Пынзару, принявший упрек начальства целиком на себя, покраснел и тихо произнес:

— Я, товарищ майор, этого бандита живым или мертвым все равно достану.

— Лучше живым, лейтенант, — уже мягче сказал Жугару. — Его судить надо всенародно. Запомните это. Сейчас главное, как я уже говорил, — это связи бандитов. Желаю успеха.

Он пожал на прощанье руки Москаленко и Пынзару и сел в машину.
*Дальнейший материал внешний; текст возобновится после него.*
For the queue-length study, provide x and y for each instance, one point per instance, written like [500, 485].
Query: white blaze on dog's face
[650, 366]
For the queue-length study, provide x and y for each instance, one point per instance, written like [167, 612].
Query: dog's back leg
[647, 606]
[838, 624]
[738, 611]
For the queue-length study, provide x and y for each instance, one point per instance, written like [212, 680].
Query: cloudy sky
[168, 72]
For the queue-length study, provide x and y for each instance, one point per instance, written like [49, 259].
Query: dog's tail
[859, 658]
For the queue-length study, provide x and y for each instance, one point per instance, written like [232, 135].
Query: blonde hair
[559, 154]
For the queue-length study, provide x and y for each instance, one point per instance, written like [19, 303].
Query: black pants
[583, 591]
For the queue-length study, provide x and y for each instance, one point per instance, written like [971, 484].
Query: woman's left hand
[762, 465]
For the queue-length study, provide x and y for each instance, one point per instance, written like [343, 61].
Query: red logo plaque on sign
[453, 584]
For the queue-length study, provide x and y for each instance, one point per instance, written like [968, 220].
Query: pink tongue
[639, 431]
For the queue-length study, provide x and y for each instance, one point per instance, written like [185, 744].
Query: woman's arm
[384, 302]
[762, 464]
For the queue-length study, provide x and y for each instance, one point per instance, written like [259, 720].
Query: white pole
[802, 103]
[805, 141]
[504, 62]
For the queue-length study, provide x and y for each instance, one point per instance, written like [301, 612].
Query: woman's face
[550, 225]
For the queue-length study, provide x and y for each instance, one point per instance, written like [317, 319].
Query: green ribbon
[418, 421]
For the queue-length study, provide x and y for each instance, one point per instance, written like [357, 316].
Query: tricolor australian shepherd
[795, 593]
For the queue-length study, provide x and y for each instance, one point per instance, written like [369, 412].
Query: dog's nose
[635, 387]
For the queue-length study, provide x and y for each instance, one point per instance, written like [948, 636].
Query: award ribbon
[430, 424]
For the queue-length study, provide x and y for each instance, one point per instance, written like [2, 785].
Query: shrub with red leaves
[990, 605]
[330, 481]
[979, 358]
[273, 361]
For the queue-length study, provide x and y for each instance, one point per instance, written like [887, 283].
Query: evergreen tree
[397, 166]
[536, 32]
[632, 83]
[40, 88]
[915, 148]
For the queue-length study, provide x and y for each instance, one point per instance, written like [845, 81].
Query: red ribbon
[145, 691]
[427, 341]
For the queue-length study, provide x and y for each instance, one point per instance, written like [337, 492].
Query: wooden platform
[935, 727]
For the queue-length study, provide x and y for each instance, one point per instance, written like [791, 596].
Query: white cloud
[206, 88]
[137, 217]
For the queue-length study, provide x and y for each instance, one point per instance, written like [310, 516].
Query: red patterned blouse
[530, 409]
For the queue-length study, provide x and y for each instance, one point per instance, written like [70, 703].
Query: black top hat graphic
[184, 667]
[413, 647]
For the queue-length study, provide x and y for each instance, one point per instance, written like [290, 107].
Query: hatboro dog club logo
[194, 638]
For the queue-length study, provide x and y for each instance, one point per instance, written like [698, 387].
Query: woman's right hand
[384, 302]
В добротном особняке, что еще недавно принадлежал какому-то коммерсанту и где теперь размещался райотдел МГБ, несмотря на поздний час, были освещены все окна. Рабочий день здесь заканчивался далеко за полночь. Жугару еще не успел снять шинель, как в кабинет вошел молодой лейтенант с папкой в руке.

— У вас что-нибудь срочное? — нетерпеливо спросил его майор. — Если нет, тогда позже. Я вызову.